Formula 1 motorsporlarının zirvesiyse o zirvede Ferrari’nin yanında oturan da McLaren’dır. Başarılı bir motorsporları takımı olmak büyük bir emek ve devasa bir bütçenin varlığını gerektirir ve bunlarla yapılabilecek yan işler de elbette bulunabilir. Mesela süper spor otomobiller üretmek.

McLaren’ın yol otomobilleri BMW motoru kullandığı McLaren F1 ile tüm zamanların efsaneleri arasında yer alıp, gelişiminde ortak çalıştığı ve Mercedes için ürettiği SLR ile tartışmalı bir noktaya geldi. MP4-12C gibi anlamsız ve sevgisiz bir ada sahip olan modelse McLaren’ın seri üretim yol sporcularının başlangıcını temsil etti. Sonuçta onun izinde giden bir dizi model yeni nesil olmak yerine iyileştirmelere sahipmiş gibi yollara döküldü. Bu arada McLaren F1’in gerçek varisi olan P1 ortalığı kasıp kavurdu. Sonuçta bugün McLaren yol otomobillerinin ikinci dönüm noktasındayız: 720S McLaren’ın yeni yüzü ve ailenin kaynak modeli olacak.

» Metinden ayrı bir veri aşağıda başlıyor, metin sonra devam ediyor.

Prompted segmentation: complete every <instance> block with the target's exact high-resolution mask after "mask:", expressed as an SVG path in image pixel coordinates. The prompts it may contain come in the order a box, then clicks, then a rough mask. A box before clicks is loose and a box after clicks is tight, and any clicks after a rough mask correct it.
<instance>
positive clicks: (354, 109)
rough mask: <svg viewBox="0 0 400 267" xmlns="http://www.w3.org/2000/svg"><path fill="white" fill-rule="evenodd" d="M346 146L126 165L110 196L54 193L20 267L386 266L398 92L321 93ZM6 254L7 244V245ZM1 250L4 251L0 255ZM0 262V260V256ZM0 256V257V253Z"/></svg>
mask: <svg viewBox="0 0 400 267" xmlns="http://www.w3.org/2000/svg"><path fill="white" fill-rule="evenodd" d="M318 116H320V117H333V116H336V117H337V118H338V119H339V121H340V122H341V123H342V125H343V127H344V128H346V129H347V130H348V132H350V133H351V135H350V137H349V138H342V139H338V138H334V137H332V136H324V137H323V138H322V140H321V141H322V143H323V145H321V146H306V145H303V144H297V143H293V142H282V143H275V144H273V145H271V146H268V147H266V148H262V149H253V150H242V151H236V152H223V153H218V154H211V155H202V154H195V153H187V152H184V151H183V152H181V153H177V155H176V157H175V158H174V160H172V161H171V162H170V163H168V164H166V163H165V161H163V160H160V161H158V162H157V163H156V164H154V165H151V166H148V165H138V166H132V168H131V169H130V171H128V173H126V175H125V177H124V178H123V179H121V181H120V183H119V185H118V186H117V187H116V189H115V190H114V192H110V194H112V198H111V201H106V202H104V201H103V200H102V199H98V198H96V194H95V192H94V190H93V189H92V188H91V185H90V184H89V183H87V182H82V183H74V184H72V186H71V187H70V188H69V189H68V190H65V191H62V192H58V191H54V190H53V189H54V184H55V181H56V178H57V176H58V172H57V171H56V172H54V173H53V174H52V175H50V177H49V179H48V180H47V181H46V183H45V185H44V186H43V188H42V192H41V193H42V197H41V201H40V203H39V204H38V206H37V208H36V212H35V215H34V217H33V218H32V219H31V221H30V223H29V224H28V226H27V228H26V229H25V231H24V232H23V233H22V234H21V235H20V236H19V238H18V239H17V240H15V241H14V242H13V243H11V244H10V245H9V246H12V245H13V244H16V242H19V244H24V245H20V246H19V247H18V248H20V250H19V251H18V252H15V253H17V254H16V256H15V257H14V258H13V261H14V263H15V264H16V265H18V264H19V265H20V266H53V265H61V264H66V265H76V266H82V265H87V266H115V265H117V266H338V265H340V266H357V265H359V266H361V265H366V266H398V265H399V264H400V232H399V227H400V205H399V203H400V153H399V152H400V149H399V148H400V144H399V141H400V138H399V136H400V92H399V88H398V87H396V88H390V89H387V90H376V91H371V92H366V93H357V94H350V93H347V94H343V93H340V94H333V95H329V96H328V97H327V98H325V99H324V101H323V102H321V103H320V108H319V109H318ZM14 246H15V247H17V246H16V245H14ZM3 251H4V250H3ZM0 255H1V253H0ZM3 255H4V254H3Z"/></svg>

Bir McLaren modeli olarak doğal bir şekilde abartılı teknolojiden faydalanan 720S 1283 kg’lık kuru ağırlığa sahip. Bunun için karbon-fiber şasi kullanılmış. Düşük boş ağırlıktan en çok fayda sağlayan doğal olarak yüksek performans üretmek konusunda üzerinde bolca yük bulunan motor. 4,0 litrelik V8, bir çift turboyla aşırı beslenerek 720 HP güç ve 770 Nm tork üretiyor. Hesabı yapmak o kadar da zor değil, ton başına düşen güç tam 561 HP.

Bu değerin bir sonucu olarak 2,9 saniyelik 0-100 km/s hızlanma ve 341 km/s’lik maksimum hız elde ediliyor. Bu kadar yüksek performansın yola sağlıklı bir şekilde aktarılması için aktif yönlendiricilerle karmaşık bir aerodinamik ortam yaratılmış ve McLaren’ın proaktif şasisiyle birleştirilmiş. Tabii bunlar bir süper sporcudan beklenenlerin sadece bir kısmı. McLaren’ın iddiasına göre kabin hiç olmadığı kadar konforlu ve geniş görüş açılarıyla da kullanışlı imiş. İki farklı konumda kullanılabilen gösterge tablosu ya da büyük dokunmatik ekran üzerinden yapılabilen ayarlar gibi teknolojik dokunuşlar unutulmamış.